Let’s have a drink. Pearl’s beer selection is fantastic, but since no trend’s been left unturned, there are also $10 boozy punches ($38 for party-perfect bowls) and $10 barrel-aged cocktails. I loved both fresh fruit-garnished punches — the lively, bright and licorice-tickled Citrus and its cidery, cinnamon-hinting Bourbon Apple brother. Barrel-aged-wise, the Manhattan was far more interesting than a limeade-like Margarita.
Pearl’s snacks and starters scored high. Try the addictive and generously portioned Crispy Fried Curds ($9) — lightly crusted, gooey cheese nuggets served with thick, beefy gravy. Devils on Horseback ($9) — crispy little bacon-wrapped dates and “aged” molten cheese with a neat, shallot-y sorta chimichurri sauce — likewise kicked familiar butt.

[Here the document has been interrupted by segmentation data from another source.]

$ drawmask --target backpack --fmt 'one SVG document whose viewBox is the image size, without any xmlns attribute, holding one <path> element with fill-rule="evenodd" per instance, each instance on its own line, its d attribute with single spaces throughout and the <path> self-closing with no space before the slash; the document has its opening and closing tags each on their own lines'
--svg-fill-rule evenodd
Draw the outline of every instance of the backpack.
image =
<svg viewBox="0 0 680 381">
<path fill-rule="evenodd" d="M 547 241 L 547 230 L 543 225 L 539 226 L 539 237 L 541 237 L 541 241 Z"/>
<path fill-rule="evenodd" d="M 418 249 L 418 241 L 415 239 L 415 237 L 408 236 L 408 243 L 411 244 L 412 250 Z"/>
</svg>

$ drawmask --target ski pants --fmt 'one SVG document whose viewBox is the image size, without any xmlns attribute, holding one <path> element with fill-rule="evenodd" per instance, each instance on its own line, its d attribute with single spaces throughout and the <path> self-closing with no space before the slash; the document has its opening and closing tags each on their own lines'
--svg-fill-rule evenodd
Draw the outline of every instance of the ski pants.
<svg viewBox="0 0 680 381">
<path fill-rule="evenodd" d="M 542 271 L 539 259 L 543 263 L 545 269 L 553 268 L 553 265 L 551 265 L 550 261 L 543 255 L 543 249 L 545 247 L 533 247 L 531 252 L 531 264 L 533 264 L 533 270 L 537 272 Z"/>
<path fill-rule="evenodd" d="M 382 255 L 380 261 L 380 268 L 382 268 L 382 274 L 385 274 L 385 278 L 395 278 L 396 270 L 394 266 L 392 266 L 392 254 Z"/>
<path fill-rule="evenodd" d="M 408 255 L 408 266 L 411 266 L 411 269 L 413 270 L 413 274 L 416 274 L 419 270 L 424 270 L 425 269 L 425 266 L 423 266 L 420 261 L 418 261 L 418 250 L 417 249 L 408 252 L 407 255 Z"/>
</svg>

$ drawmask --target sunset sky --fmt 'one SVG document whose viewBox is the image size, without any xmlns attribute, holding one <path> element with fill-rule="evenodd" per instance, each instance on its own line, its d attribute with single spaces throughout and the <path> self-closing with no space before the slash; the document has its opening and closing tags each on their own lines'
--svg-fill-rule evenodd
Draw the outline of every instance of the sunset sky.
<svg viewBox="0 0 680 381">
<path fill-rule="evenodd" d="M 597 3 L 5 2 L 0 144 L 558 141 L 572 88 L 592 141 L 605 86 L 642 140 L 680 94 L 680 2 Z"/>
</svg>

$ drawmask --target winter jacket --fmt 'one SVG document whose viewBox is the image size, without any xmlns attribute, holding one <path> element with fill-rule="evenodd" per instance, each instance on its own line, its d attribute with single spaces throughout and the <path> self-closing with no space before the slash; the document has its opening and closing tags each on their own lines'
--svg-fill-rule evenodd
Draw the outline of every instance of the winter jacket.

Too rich? Check out the smallish but fresh and excellent homemade mixed Pot-O-Pickles ($4).
Oysters are also done right. Three fresh, half-shelled sea breathers on crushed ice go for $8. Four or five kinds are generally offered, and one’s usually a cucumber-y, sweeter and less salty West Coaster — for Neptune’s sake, actually taste the delicate things by slurping them unadorned.
Another highlight was the meaty House Smoked Salmon ($10). It was Goldilocks-ian — not too salty, not too smoky and certainly not too puny.
Road bumps arose with entrees. The best part of a semi-chewy and shrug-inducing, teriyaki-sauced Hanger Steak ($25) — which never meshed with its overlaid fried egg — was the homemade-tasting kimchi side dish. An overly rich Cuban sandwich ($14) sided with delicious (if American chili-like) black beans needed a crisper bun, more pickles and more mustard.
Three out of four pieces of lightly crusted, almost believably Southern Fried Chicken ($18) bore beautifully tender and juicy evidence of brining. Side-wise was a giant cinnamon roll and piggy, sweet and sour greens I quite liked — except for a minor sandiness. When I informed my friendly waiter of this — earlier he’d nimbly answered every nit-picking menu question — he apologized and whisked them away. Then he brought out my pretty great — but late-arriving — Beet Salad ($9). No offers of recompense were made.
Presently, Pearl’s early-in-the-race missteps are easily forgivable — especially after a slice of its custardy, caramelly and faithfully (or shamelessly) Chang-copied Crack Pie ($6).